Archive for the ‘Trim Tab’ Category

Yet another trim tab

Sunday, February 25th, 2007

So here's the deal.. I decided to build a new trim tab today. The reasons were many:

1. I was fed up with fiberglass and wanted to make something out of metal.
2. I had the left elevator out already.
3. I was already in posession of the necessary parts, having ordered them a while ago (see #4).
4. John brought his trim tab to work to show it off, and it was so much better than the other one I'd previously made that I was shamed into building a replacement in order to redeem myself.

Absolutely the first thing I did was cut off the little flaps on each end of the skin. This trim tab ain't gonna have no bent flaps, it'll have ribs like a real aircraft control surface.

To make the inboard rib, I simply took an extra E-709 rib I'd bought from Van's and cut off the back end.

Here the inboard rib after being shaped to fit and clecoed in place. I decided to make the flanges point outboard, even though it made riveting harder – having the flanges point inboard would have put the web in a position to interfere with the rivets holding the control horns to the skin.

The inboard rib has a couple of strategic divots to clear some of those previously mentioned control horn rivets.

To make the outboard rib, I first cut a block of wood to the correct shape. I then took a piece of 0.025" alclad, started the bends with my hand seamer, and clecoed it to the form block.

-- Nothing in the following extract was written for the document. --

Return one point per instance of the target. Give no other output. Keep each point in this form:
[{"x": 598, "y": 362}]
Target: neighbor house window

Using a flush set and with my rivet gun turned down low, I finished the bends by hammering the aluminum down onto the form block. This is, of course, the same technique that the plans have you use to fold the tabs on the end of the trim tab skin, but doing it this way is a lot easier and more precise. Plus, if you screw up you just throw it away and grab another piece of alclad.

Here's the outboard rib after being fitted and clecoed in place. Notice I staggered the rivet holes at the aft end for clearance.

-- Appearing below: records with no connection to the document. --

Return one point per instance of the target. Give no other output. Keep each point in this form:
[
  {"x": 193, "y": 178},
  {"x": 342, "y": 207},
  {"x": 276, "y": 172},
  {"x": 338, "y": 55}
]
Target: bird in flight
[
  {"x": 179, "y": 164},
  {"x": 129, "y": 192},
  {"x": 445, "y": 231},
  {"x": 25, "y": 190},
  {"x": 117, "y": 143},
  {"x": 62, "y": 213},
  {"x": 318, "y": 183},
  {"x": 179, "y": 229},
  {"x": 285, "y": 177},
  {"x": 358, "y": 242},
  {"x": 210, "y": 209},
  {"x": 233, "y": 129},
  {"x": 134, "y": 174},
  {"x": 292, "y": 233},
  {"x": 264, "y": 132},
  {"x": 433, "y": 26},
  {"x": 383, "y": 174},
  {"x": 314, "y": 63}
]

I fitted the hinge to the elevator in the usual way:

Then, after deburring but before dimpling, I formed the bend in the lower skin. The plans have you do this after the entire trim tab is riveted together, but if you do it before the spar is in the way you can make a slightly nicer bend. However this gives you less clearance for riveting the hinge, so you have to think carefully about the order in which you rivet the various things together.

I put a nutplate on the trim tab spar to capture the hinge pin, the same way I did last time around.

Here's the finished product, all riveted together and ready to go:

And, installed in its home on the elevator:

The gap between the trim tab and elevator is nice and uniform. You can see that I had to use one blind rivet at the aft end of the smaller outboard rib – this is the only pop rivet on the (more visible) top surface of the new trim tab.

Here's the underside of the outboard rib – I used one pop rivet at the aft end here too.

On the inboard side, I was able to use all solid rivets on top.

On the bottom, I used all solid rivets except for along the spar – there I was forced to use a row MK-319's to close everything up. I think if I had to do it over again (oh no!) I could probably find a way to turn the inboard rib the other way 'round and build the whole trim tab using only two pop rivets, but oh well. Come to think of it, that could be a good game show: "I can build that trim tab with two pop rivets!" – I'd watch. Anyway, lots of builders use blind rivets on the bottom just like I did, and it's approved by Van's. Good enough.

And finally – celebration.


Finished trim tab

Saturday, October 1st, 2005

I managed to use all solid rivets on the bottom of the trim tab, except for one blind rivet each at the aft ends of the E-717 and E-718 control horn halves. It would have been perfectly okay to use blind rivets all the way across, and plenty of people have done it that way, but I am feeling triumphant today because I succeeded in finding a way to squeeze all the spar rivets and almost all the control horn rivets.

Here the forward half of the trim tab hinge has been drilled, after lining up the trim tab carefully with the elevator:

Here's how I secured the end of the hinge pin – a hinge eye affixed to the trim tab spar via a nutplate. Can't take credit for this neat idea since I read it somewhere else first.

Here's the finished trim tab, completely installed. Look at those solid rivets in the spar… mmm, solid rivets…


Trim tab work

Wednesday, September 28th, 2005

After a couple nights of trying, I finally got a good bend on both ends of the trim tab. I'm just glad I'm not the only RV builder to go through a couple of trim tab skins before the bends turn out right. I ended up going with the bent skin flaps as shown in the plans, rather than the little-ribs idea, because I figured the inboard rib would interfere with the E-717/718 horn assembly.

Now to wait for the primer to dry before I rivet it all together and fit it to the elevator – and after than, the tail kit will almost done! It's been slow going lately, but that's okay because the fuselage and wing kits won't arrive until next month anyway.